Tipping your cabin crew: This airline's flight attendants now keep all gratuities

The airline that pioneered tipping your flight attendant for good service is now letting them keep what you give rather than requiring them to share the cash.

Frontier Airlines, based in Denver, began allowing flight attendants solicit tips from passengers through a restaurant-style payment tablet three years ago. Whatever attendants collected during a flight was pooled and then shared among the cabin crew.

But since Jan. 1, Frontier flight attendants can pocket whatever gratuities travelers give, which is optional, the airline said.

Jonathan Freed, Frontier's director of corporate communications, told FOX 5 NY in an email that flight attendants asked for this change.

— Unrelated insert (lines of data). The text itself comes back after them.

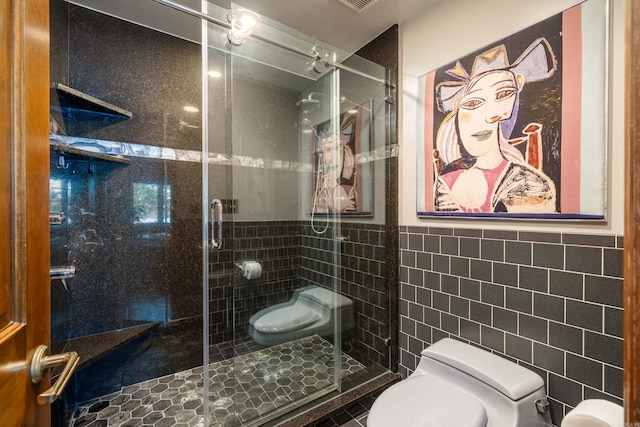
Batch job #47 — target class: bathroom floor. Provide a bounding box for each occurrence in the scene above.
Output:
[69,335,364,427]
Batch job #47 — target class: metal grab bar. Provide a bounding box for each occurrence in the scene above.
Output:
[49,265,76,280]
[31,345,80,405]
[209,199,222,249]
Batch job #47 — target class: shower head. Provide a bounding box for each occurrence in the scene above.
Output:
[296,98,320,108]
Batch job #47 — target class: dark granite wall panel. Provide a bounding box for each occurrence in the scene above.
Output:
[51,0,205,410]
[400,227,623,425]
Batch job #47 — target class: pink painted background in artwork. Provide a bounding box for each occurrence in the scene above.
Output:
[424,71,436,212]
[556,6,582,213]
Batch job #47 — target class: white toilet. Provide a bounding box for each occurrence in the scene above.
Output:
[249,285,354,346]
[367,338,552,427]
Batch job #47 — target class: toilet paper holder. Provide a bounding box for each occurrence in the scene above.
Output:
[234,261,262,279]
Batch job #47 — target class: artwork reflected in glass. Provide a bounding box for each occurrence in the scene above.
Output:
[417,0,606,220]
[311,106,372,216]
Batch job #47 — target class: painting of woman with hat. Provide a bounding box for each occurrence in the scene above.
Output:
[433,37,557,213]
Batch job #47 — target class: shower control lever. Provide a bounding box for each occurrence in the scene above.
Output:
[49,212,66,225]
[209,199,222,249]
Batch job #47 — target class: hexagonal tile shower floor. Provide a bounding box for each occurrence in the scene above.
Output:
[70,335,364,427]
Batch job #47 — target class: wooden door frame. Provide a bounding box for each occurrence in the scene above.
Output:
[0,0,51,427]
[624,0,640,425]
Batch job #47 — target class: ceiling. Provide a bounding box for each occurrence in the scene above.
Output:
[228,0,441,53]
[67,0,442,53]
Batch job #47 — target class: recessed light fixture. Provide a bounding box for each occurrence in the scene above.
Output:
[227,9,258,46]
[182,105,200,113]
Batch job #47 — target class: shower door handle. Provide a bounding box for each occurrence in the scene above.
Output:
[209,199,222,249]
[31,345,80,405]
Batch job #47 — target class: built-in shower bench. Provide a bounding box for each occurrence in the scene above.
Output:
[52,322,160,369]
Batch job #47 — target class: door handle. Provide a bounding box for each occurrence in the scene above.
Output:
[209,199,222,249]
[31,345,80,405]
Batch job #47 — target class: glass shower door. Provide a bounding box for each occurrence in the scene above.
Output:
[205,5,344,426]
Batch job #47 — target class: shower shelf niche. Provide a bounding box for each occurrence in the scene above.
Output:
[51,82,133,120]
[49,142,131,165]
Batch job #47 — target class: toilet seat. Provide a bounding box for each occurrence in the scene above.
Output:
[253,304,320,333]
[367,374,487,427]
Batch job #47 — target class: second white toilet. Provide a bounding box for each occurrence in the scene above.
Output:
[367,338,552,427]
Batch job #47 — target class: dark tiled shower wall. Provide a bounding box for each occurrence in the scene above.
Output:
[300,222,390,366]
[400,227,623,425]
[209,221,300,350]
[209,221,389,366]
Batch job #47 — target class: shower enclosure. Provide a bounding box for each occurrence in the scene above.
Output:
[50,0,397,426]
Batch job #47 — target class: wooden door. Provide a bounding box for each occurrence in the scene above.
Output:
[624,0,640,426]
[0,0,50,427]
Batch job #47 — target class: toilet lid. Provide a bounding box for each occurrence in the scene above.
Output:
[367,374,487,427]
[253,304,320,333]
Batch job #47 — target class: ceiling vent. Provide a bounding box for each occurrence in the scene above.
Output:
[338,0,378,13]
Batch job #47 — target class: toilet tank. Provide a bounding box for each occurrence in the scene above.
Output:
[296,285,355,331]
[412,338,552,427]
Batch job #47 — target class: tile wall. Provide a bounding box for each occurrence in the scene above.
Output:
[209,221,390,366]
[400,226,623,425]
[300,222,391,366]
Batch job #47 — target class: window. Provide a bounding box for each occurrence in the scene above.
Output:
[133,182,171,224]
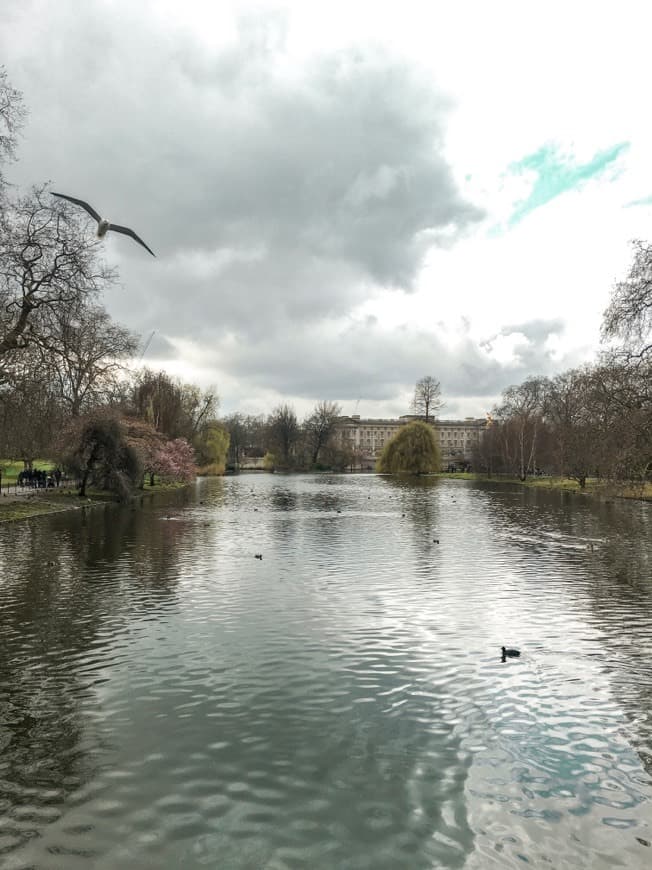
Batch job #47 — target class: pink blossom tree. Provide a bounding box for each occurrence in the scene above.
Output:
[153,438,196,483]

"We appreciate the great work of our flight attendants and know that our customers do as well, so it gives passengers the option to tip. It's entirely at the customer's discretion and many do it," Freed said. "If a flight attendant prefers to not participate, they can clear the tip screen before handing the tablet to the customer for payment."

Tipping may come naturally to some travelers because flight attendants serve them snacks and drinks just as a restaurant server or bartender does. And maybe knowing that the FA gets to keep whatever is given will encourage fliers to give (or give more).

But the union that represents tens of thousands of flight attendants, including those who work for Frontier, is not a fan of the concept. The union objects to tipping because it considers flight attendants to primarily be aviation's "first responders."

"Flight attendants are certified for our safety, health, and security work," Sara Nelson, the international president of the Association of Flight Attendants-CWA, said in a statement. "Safety is not variable and therefore base compensation for a safety job cannot be variable."

Nelson conceded that the new individual tipping policy is more transparent than pooled tips but said that AFA still opposes tipping and that the airline shouldn't "shift additional costs to passengers."

"We view tips as additional compensation over and above flight attendants' contractual wages," Frontier's Freed said.